“Yaşamak umurumdadır.”
İsmet Özel
Bulunduğumuz eyalette bize çok yakın mesafede, Müslüman birinin çiftliği olduğunu duyunca çok sevindik ve tanışmak için ziyaretlerine gittik. Bilal ve Büşra Benson çiftine ait olan çiftlik, etrafı tellerle çevrili geniş bir araziydi. Bir kenarında büyükbaş hayvanlar, kümesleri ayrılmış tavuk ve hindiler yer alırken, tarlanın içinde ise sebzeler bölümü mevcuttu.

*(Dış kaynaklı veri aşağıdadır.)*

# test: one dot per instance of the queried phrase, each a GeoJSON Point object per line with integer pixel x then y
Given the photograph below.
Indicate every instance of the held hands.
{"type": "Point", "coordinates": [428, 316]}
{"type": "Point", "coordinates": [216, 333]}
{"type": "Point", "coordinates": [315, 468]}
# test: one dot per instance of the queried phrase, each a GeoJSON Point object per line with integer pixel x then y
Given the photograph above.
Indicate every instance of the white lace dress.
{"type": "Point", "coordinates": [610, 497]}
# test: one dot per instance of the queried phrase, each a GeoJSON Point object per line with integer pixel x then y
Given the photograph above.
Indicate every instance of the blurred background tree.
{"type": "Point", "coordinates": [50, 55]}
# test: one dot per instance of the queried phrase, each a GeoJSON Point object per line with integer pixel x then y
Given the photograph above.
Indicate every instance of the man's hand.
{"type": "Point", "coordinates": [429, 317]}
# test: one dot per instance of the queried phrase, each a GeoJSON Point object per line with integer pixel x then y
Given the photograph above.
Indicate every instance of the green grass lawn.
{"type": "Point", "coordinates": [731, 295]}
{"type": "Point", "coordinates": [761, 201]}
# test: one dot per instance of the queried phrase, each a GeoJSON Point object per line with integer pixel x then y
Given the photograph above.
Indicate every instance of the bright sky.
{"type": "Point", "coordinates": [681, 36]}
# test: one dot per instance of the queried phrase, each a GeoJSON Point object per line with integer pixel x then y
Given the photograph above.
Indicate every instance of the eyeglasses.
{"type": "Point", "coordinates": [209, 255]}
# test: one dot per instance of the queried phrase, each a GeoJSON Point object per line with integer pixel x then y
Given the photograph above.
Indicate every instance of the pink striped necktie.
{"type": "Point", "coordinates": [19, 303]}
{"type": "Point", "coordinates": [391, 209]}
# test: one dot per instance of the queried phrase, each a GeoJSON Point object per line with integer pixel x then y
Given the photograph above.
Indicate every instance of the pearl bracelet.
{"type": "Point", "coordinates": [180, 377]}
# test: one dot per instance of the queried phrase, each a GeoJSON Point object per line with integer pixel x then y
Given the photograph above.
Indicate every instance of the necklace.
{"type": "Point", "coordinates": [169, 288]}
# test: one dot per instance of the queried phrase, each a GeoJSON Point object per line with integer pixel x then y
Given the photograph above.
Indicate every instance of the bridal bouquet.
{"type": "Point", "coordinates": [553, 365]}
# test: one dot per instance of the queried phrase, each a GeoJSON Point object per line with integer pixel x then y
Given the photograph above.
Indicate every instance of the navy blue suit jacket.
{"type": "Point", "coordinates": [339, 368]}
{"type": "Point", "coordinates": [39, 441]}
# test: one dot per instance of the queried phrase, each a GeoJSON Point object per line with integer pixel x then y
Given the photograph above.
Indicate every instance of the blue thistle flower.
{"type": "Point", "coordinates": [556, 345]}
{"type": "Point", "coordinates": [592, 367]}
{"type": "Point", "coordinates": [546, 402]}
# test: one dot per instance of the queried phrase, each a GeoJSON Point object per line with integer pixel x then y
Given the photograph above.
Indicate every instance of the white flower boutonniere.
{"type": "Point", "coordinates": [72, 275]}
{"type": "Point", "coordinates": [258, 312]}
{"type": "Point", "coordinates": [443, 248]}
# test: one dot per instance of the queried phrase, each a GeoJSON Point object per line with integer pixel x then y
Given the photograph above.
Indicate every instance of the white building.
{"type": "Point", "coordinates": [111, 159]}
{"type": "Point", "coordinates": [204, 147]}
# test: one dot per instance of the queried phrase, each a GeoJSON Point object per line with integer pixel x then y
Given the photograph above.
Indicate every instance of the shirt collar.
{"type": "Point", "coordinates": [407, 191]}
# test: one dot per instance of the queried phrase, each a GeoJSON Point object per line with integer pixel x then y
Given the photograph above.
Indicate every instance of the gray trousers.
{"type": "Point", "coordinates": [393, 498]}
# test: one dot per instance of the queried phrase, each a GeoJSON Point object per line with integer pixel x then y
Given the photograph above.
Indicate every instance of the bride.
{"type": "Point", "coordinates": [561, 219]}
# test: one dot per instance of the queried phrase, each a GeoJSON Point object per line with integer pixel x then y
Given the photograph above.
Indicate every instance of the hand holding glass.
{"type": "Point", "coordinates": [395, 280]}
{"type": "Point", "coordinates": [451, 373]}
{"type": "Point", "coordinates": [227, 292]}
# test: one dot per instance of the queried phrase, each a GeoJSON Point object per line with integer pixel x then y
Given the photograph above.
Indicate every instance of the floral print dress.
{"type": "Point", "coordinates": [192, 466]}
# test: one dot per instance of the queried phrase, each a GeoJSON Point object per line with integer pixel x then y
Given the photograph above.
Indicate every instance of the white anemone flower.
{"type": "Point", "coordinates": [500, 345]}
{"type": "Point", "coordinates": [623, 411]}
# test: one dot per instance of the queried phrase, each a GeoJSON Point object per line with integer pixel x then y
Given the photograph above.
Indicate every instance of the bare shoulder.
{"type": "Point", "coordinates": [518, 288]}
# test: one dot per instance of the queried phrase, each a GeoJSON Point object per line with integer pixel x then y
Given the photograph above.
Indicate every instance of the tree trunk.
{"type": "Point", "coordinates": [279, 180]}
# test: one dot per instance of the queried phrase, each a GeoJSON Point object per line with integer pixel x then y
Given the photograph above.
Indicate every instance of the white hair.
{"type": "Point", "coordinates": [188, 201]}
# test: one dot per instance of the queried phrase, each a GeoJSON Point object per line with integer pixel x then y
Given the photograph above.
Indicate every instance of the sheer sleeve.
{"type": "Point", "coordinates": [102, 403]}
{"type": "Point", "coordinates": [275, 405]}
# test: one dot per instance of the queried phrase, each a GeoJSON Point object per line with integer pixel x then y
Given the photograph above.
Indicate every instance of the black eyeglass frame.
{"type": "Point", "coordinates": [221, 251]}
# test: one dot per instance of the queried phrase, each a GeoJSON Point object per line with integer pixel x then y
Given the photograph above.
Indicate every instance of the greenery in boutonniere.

Aslen Filistinli olan Büşra Hanım bize çiftliği gezdirirken, bir yandan da eşi Bilal Bey’in hikayesini anlattı. Asıl adı Patrick olan Amerikalı Bilal Bey, Harvard Üniversitesi Edebiyat Bölümü’nde okurken Hristiyanmış. Dil ve Anlatım dersleri müfredatında Shakespeare ve birçok ünlü yazarın eserlerinin yanı sıra, kutsal kitapları da incelemişler. Bunlar arasından Kur’an’ın dili ve içeriği Bilal Bey’i çok etkilemiş. Bir süre kendi ile mücadele etmiş ve sonra da teslim olarak Müslüman olmaya karar vermiş.
Bilal Bey, eğitimini tamamladıktan sonra kendi hayatında yaşadığı önemli değişimle birlikte, her şeyin başı temiz gıda diye düşünerek yepyeni bir alana yönelmiş: Tarım konusunda kendini yetiştirmek için çeşitli programlar dahilinde derslere katılmış ve sertifikalar almış. Nihayet, “good food” sloganı ile kendi çiftliğini (Stony Brook Valley Farm) kurmuş. (http://www.newenglandtowncrier.com/wordpress/?page_id=3820)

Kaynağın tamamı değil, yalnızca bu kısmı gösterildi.